31 de julio de 2013

Autocrítica (I)



Nadie sabe lo que pasó en aquel vestuario. Lo único cierto es que allí se gestó uno de los capítulos más épicos de la historia reciente del fútbol.
   Al término del primer tiempo, el Liverpool caía 0-3 en la final de la Liga de Campeones de 2005. El AC Milan había resuelto el asunto en apenas 45 minutos.
   Es probable que el primero en hablar fuera Rafa Benítez, el entrenador del equipo inglés.
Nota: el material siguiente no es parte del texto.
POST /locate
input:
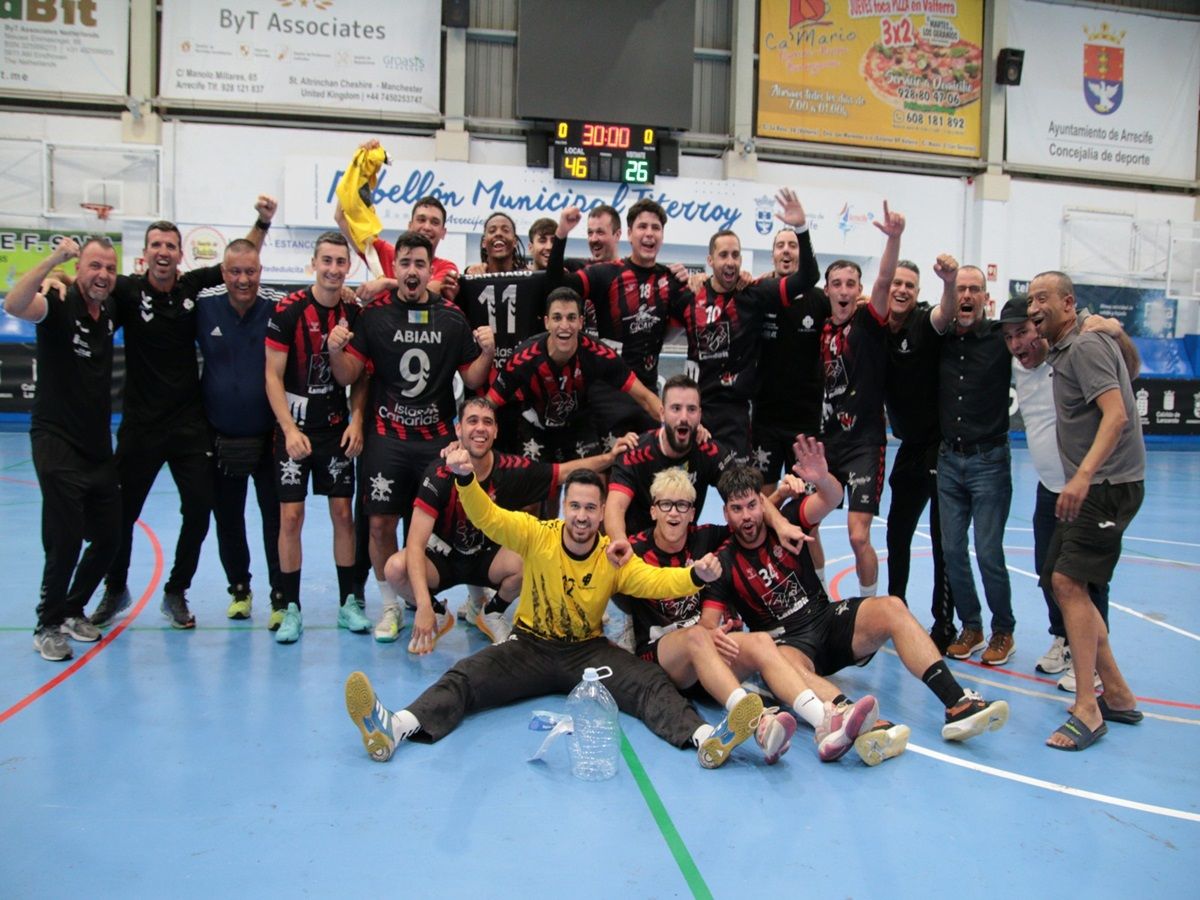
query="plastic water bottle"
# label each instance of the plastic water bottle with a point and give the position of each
(595, 742)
Y que, contra todo pronóstico, lo hiciera en tono moderado, conciliador, con el tacto y la mesura de quien está delante de un moribundo. De hecho, es probable que sus primeras palabras tuvieran el tono de un sacerdote oficiando la extrema unción.
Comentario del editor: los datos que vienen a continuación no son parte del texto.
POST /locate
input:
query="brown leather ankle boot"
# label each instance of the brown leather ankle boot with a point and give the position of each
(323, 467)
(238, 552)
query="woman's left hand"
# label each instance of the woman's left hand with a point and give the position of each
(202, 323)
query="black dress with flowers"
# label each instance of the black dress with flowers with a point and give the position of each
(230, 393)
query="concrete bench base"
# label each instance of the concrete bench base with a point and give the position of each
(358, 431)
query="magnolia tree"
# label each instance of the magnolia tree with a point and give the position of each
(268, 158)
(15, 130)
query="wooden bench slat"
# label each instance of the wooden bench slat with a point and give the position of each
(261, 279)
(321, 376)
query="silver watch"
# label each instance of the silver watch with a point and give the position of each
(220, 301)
   Y es probable que, tal como estaban las cosas, rompiera su costumbre de ponerse delante de la pizarra para insistir en la táctica. Nadie, ni siquiera el capitán Gerrard, le habría escuchado.
   En cambio, lo más seguro es que, tras una escueta intervención rematada por un «no entiendo nada de lo que está pasando», se hubiera quedado en silencio, con los brazos cruzados mientras repasaba uno a uno los rostros de sus jugadores.
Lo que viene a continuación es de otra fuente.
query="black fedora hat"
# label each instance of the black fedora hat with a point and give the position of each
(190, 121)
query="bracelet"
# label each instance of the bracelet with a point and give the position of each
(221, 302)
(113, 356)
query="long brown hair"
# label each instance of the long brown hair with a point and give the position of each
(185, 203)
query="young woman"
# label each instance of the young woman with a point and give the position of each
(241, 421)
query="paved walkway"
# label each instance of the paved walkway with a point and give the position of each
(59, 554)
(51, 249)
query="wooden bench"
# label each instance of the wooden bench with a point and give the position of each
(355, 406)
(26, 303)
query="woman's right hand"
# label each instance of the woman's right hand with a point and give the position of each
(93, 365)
   Es posible que alguien dijera algo. Quizá el aguerrido Carragher. O quizá el goleador Baros o uno de los dos españoles, Alonso y García. Pero también es posible lo contrario: que cada uno, con las imágenes del juego palpitando aún en su cabeza, guardara completo silencio hasta que el llamado del comisario de la FIFA los rescatara de esa extraña quietud.
   Luego, reunidos en un círculo, es probable que hayan regresado al campo del Olímpico Atatürk de Estambul al grito de: «I never walk alone!».
   El resto de la historia es conocida: los de Benítez igualaron el partido (3-3), forzaron la prórroga y se impusieron en la tanda de penaltis (3-2).